On the other side of the fence, since my dad passed away, my mother (81) will be moving to a small house near us next weekend.  I'll by flying to Florida to drive her back.  She's in and out of the hospital frequently but insists on being self sufficient but is very needy for time, loves to spend money, which she won't accept is in finite supply, and with two teen agers, we're pretty swamped on a daily basis.  Neither one of the mom's are anywhere near being declared incompetent so are free to make their own choices.  Something my mom never had to do while dad was alive.

The sandwich generation.  Care givers to younger and older family.

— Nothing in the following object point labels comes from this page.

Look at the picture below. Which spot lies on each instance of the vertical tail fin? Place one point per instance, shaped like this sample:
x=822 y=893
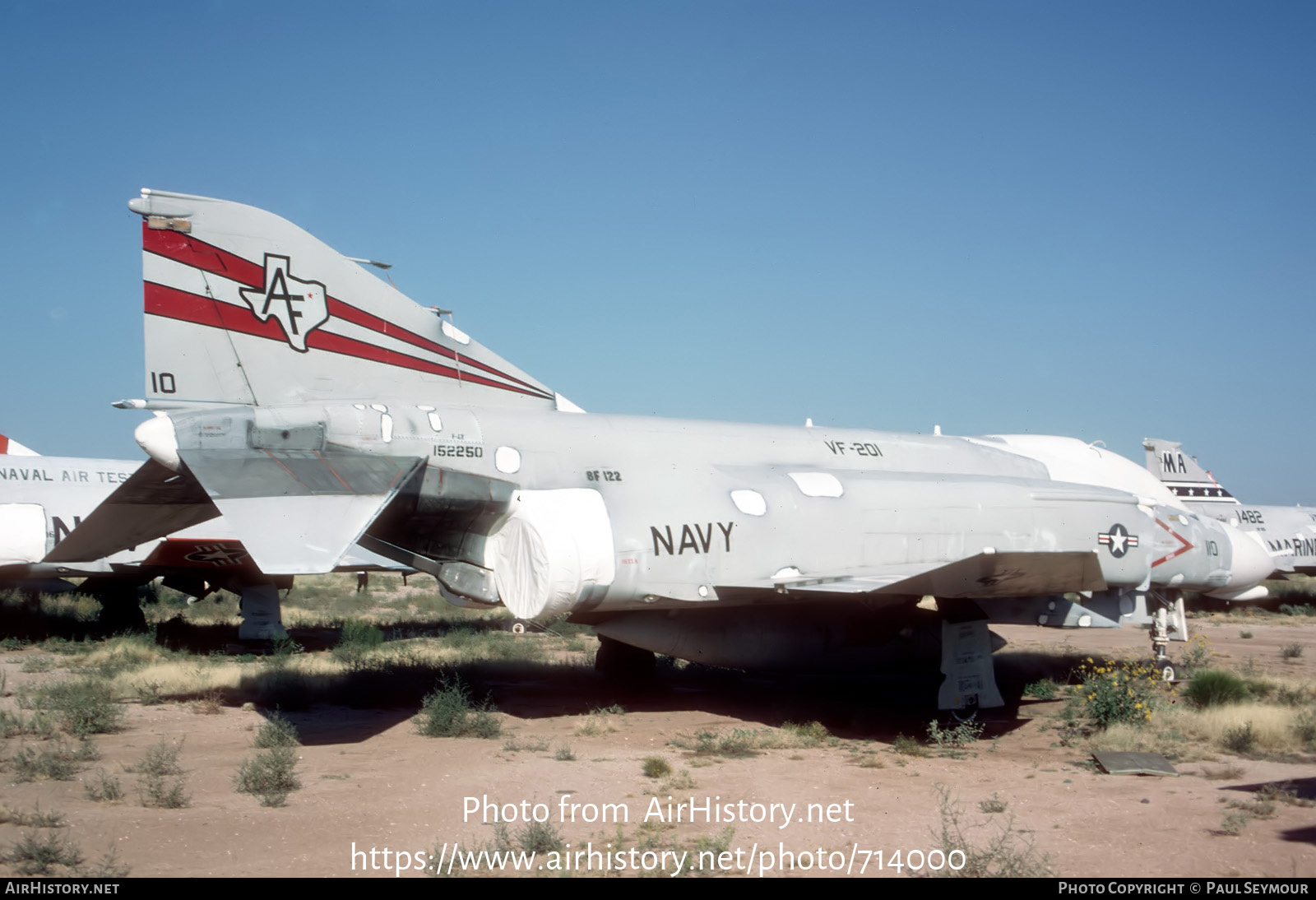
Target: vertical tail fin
x=247 y=309
x=1182 y=474
x=15 y=449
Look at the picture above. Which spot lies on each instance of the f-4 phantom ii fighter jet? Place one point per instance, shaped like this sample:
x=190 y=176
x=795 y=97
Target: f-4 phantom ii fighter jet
x=44 y=499
x=316 y=407
x=1289 y=531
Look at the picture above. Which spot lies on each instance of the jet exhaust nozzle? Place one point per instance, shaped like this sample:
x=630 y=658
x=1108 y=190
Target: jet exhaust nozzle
x=157 y=437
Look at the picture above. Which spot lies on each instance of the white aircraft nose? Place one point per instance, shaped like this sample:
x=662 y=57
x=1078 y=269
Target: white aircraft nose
x=1252 y=562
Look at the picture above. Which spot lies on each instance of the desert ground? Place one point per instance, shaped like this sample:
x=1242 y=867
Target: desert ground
x=839 y=777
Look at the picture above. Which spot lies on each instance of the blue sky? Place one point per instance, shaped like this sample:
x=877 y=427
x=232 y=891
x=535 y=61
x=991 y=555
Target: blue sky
x=1085 y=219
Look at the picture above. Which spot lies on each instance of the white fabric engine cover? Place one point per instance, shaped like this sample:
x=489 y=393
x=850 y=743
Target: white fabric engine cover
x=553 y=546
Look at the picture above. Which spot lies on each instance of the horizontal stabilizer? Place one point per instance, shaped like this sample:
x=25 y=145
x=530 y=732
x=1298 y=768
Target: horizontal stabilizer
x=986 y=575
x=151 y=503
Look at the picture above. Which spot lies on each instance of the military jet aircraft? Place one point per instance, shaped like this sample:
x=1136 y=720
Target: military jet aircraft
x=315 y=407
x=44 y=499
x=1289 y=531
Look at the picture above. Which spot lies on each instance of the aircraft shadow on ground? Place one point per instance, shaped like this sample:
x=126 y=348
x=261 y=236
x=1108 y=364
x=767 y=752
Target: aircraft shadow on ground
x=850 y=704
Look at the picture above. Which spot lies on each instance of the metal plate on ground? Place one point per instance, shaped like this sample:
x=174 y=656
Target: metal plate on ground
x=1135 y=763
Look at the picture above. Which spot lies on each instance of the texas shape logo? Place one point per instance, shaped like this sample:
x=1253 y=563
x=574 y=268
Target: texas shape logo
x=299 y=307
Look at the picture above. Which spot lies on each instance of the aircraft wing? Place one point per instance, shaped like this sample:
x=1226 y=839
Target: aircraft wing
x=295 y=511
x=1011 y=574
x=299 y=511
x=151 y=503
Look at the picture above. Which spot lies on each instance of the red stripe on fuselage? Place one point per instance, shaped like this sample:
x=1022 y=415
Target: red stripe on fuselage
x=210 y=258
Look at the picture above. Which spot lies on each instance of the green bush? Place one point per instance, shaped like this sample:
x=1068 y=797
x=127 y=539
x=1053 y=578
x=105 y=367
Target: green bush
x=1115 y=693
x=83 y=707
x=269 y=775
x=1216 y=689
x=1240 y=740
x=276 y=732
x=357 y=641
x=447 y=711
x=656 y=768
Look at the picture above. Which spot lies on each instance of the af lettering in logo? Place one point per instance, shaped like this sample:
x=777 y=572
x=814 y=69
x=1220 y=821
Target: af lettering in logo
x=299 y=307
x=216 y=554
x=1118 y=540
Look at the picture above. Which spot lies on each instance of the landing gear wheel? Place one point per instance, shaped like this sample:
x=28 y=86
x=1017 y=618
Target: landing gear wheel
x=623 y=662
x=966 y=715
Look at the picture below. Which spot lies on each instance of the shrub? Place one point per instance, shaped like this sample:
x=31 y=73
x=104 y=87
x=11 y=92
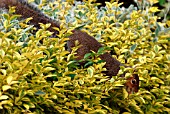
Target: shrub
x=39 y=75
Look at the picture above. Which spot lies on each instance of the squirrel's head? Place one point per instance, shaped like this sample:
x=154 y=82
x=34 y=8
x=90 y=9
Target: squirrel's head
x=132 y=84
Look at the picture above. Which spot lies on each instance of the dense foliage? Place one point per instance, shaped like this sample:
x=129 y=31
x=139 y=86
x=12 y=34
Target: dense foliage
x=38 y=75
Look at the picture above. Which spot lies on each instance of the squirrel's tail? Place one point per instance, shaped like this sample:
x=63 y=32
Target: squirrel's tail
x=30 y=10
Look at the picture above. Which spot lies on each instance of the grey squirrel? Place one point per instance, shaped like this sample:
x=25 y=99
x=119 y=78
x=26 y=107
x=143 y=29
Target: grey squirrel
x=88 y=42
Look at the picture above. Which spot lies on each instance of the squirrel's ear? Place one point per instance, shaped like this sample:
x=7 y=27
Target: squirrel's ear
x=132 y=84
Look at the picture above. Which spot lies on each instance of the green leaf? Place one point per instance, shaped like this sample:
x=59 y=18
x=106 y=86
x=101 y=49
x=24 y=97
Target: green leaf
x=133 y=47
x=6 y=87
x=90 y=71
x=2 y=97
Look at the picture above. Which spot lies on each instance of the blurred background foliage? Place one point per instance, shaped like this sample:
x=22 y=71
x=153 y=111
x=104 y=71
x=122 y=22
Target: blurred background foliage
x=38 y=75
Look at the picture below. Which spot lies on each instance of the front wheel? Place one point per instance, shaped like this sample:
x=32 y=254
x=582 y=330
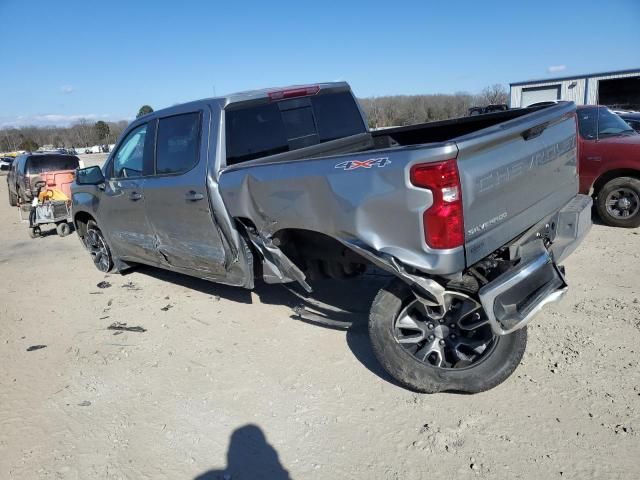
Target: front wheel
x=428 y=352
x=618 y=202
x=97 y=246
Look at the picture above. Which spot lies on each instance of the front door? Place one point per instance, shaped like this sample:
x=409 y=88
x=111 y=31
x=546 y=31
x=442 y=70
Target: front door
x=122 y=213
x=176 y=199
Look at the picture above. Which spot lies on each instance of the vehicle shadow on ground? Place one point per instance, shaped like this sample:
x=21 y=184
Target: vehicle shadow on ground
x=249 y=456
x=334 y=304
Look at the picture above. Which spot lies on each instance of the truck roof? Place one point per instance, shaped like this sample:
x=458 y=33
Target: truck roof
x=262 y=94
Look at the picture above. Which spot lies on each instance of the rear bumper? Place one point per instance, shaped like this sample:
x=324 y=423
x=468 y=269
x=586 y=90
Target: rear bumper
x=515 y=297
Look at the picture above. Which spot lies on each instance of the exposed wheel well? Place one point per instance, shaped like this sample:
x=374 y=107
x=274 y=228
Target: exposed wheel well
x=316 y=254
x=610 y=175
x=80 y=221
x=319 y=255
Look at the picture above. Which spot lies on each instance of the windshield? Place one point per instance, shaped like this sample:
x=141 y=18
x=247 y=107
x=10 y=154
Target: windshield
x=51 y=163
x=601 y=122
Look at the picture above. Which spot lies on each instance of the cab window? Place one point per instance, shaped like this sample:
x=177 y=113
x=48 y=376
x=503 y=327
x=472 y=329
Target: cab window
x=129 y=159
x=177 y=143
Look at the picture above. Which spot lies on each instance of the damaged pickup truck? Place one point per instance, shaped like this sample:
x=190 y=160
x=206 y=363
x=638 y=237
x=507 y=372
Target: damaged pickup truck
x=472 y=216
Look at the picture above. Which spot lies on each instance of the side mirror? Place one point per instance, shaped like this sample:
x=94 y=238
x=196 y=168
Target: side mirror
x=89 y=176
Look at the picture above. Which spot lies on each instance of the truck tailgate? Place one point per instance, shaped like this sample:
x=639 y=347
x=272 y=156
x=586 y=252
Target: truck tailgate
x=514 y=174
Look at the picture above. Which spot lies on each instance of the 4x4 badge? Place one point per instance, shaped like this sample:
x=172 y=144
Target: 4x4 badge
x=372 y=162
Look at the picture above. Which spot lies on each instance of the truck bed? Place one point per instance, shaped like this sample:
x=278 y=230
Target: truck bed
x=515 y=168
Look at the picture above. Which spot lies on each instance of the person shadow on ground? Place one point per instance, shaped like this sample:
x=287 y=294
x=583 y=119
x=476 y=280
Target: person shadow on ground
x=249 y=457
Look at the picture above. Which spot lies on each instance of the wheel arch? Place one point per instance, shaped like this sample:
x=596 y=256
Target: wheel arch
x=609 y=175
x=80 y=221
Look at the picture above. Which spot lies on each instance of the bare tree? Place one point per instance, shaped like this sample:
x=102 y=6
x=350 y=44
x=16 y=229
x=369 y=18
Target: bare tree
x=494 y=94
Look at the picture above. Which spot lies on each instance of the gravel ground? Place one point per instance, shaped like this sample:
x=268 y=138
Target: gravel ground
x=226 y=383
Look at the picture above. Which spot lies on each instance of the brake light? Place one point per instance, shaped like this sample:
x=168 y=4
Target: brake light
x=293 y=92
x=443 y=221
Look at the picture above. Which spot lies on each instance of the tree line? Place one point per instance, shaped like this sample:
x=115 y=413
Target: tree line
x=399 y=110
x=386 y=111
x=82 y=133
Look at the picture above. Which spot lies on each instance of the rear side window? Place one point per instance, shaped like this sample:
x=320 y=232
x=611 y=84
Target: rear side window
x=177 y=143
x=50 y=163
x=267 y=129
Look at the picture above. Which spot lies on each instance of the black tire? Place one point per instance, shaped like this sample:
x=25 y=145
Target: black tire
x=494 y=368
x=13 y=198
x=63 y=229
x=607 y=203
x=96 y=244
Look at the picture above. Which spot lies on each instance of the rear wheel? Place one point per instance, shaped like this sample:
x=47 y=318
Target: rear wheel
x=97 y=246
x=429 y=352
x=618 y=202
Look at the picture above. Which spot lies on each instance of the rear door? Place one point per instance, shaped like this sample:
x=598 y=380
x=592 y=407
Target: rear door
x=176 y=200
x=121 y=213
x=514 y=174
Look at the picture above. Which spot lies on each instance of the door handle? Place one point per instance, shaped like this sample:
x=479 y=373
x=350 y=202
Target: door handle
x=193 y=196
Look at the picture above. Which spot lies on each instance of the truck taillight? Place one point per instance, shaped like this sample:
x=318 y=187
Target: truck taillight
x=443 y=221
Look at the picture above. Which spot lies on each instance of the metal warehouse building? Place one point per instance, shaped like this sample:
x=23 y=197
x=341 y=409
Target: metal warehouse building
x=619 y=90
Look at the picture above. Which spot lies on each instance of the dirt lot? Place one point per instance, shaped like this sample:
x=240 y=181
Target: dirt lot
x=226 y=383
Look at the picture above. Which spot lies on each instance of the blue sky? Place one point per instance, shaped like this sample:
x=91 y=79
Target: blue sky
x=61 y=60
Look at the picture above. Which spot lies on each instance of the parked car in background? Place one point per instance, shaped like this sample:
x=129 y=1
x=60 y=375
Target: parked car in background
x=609 y=165
x=472 y=216
x=632 y=118
x=55 y=169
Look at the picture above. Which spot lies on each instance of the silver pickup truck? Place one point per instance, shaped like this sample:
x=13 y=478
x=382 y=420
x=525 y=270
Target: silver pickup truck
x=471 y=216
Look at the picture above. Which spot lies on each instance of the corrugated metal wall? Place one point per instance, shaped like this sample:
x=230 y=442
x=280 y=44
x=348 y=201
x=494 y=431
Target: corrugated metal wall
x=592 y=92
x=568 y=91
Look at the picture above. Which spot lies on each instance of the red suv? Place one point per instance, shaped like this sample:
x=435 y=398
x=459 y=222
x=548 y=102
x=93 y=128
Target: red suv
x=609 y=165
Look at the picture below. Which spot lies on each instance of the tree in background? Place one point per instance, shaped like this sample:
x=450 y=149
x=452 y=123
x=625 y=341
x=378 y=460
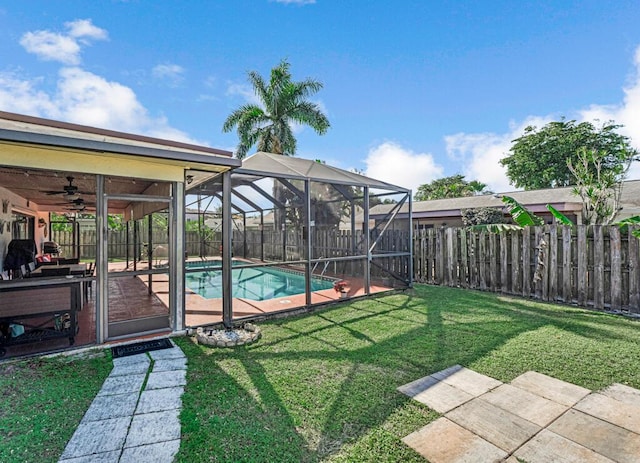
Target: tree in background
x=283 y=102
x=482 y=216
x=268 y=125
x=539 y=158
x=450 y=187
x=598 y=186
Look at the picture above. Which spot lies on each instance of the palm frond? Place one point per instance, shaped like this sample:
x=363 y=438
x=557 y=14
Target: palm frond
x=310 y=114
x=496 y=227
x=559 y=216
x=624 y=224
x=521 y=214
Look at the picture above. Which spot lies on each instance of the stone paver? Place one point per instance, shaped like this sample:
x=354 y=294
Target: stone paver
x=165 y=354
x=152 y=453
x=550 y=388
x=500 y=427
x=164 y=379
x=107 y=457
x=122 y=384
x=170 y=364
x=469 y=381
x=525 y=404
x=550 y=447
x=622 y=393
x=608 y=409
x=130 y=368
x=535 y=418
x=98 y=437
x=443 y=441
x=614 y=442
x=151 y=428
x=126 y=424
x=111 y=406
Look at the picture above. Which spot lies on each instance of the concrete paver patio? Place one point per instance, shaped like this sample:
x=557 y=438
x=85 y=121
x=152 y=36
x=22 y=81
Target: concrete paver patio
x=535 y=418
x=127 y=424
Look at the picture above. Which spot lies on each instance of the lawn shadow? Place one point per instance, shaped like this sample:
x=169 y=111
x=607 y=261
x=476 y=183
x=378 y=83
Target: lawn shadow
x=350 y=359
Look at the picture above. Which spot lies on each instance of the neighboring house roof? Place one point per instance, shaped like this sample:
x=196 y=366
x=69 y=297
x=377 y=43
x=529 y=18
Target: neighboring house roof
x=562 y=199
x=39 y=131
x=275 y=165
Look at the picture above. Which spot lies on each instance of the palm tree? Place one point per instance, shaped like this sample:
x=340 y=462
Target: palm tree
x=282 y=103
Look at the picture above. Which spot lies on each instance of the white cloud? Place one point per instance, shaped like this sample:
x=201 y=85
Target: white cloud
x=625 y=113
x=64 y=48
x=22 y=96
x=84 y=28
x=481 y=153
x=81 y=96
x=50 y=46
x=88 y=99
x=245 y=91
x=173 y=73
x=296 y=2
x=392 y=163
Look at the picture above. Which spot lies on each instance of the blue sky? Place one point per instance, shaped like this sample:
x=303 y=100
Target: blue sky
x=414 y=90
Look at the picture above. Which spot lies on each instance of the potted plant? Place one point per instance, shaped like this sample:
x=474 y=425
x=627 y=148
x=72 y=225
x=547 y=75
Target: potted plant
x=340 y=287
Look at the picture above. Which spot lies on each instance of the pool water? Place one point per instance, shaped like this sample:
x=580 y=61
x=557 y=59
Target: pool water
x=257 y=284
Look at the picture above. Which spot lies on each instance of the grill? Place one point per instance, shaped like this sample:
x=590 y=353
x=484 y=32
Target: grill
x=50 y=247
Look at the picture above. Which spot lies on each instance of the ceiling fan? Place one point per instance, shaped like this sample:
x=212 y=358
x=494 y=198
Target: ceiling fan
x=69 y=191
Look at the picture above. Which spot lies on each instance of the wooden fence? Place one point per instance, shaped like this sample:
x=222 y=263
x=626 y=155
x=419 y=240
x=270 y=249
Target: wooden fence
x=591 y=266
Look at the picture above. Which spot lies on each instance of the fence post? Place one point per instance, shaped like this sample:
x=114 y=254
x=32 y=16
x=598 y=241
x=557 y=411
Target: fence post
x=504 y=262
x=526 y=262
x=616 y=268
x=553 y=262
x=516 y=262
x=598 y=267
x=473 y=260
x=440 y=253
x=634 y=271
x=482 y=257
x=493 y=262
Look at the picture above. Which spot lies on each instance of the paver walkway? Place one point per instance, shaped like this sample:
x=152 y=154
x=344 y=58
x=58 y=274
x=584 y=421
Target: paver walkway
x=535 y=418
x=128 y=424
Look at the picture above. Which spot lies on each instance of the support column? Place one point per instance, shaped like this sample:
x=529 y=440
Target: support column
x=102 y=317
x=227 y=295
x=307 y=264
x=176 y=256
x=367 y=243
x=410 y=241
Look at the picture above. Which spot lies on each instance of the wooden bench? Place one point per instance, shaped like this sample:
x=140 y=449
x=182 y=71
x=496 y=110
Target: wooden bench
x=46 y=308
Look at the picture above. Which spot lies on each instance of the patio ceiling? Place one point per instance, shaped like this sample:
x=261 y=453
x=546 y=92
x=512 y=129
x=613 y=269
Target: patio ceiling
x=33 y=186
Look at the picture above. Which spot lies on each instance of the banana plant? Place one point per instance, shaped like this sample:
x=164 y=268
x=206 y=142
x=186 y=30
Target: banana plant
x=624 y=225
x=520 y=214
x=559 y=216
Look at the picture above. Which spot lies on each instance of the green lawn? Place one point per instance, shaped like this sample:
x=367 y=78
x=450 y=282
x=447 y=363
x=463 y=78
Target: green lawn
x=41 y=403
x=322 y=387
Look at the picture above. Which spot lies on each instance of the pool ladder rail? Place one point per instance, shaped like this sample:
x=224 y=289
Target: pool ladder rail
x=324 y=269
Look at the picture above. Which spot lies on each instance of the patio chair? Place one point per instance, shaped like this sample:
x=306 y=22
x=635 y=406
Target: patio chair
x=88 y=285
x=55 y=271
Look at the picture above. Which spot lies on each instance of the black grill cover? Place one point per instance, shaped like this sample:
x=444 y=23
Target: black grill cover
x=20 y=252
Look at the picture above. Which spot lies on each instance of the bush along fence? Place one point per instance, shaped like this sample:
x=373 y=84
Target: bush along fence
x=592 y=266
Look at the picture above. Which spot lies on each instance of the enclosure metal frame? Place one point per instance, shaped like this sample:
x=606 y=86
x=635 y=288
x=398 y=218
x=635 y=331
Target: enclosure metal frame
x=224 y=187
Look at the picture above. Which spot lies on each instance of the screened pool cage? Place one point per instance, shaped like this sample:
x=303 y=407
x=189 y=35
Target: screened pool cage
x=297 y=234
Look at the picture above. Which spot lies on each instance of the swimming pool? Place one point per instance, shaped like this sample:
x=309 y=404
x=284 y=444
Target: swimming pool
x=257 y=284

Sincere wishes that you get the answers you need.


Rough Edge racing:
 Thanks...and if she live longer than her money....Medicade takes over???

I can only comment on Kansas. About six years ago when my mother was in her 90s she was getting significant dementia and then had a suspected stroke. It was then we had to use a nursing home. We are lucky to have several decent nursing homes close to us and was able to put her in on about 10 miles from our house. Average cost about 6-7K per month depending upon services that particular month.
Although this home was a good one as far as nursing homes go it was still a nursing home. Here are some suggestions from our experiences.
1. Do your best to work with the staff in a supportive and tactful way. Most really do want to provide the best care possible.
2. Drop in at different times and days.
3. Check the state inspection reports. Most states require them to either be posted or available upon request.
4. There usually is not much closet space so try to rotate clothing for the season.
5. Visit on a regular basis, not only to support your loved one but to impress on staff that you care and will be around.
6. Try to assist so that the room does not become cluttered.
7. Minimise temptation by not having expensive jewelry, etc. in the room.
8. Let the staff know you appreciate their efforts with a verbal thank you or occasional card.
9. We always tried to bring appropriate treats for the staff on holidays.

A nursing home is never going to be ideal but is sometimes needed. YMMV.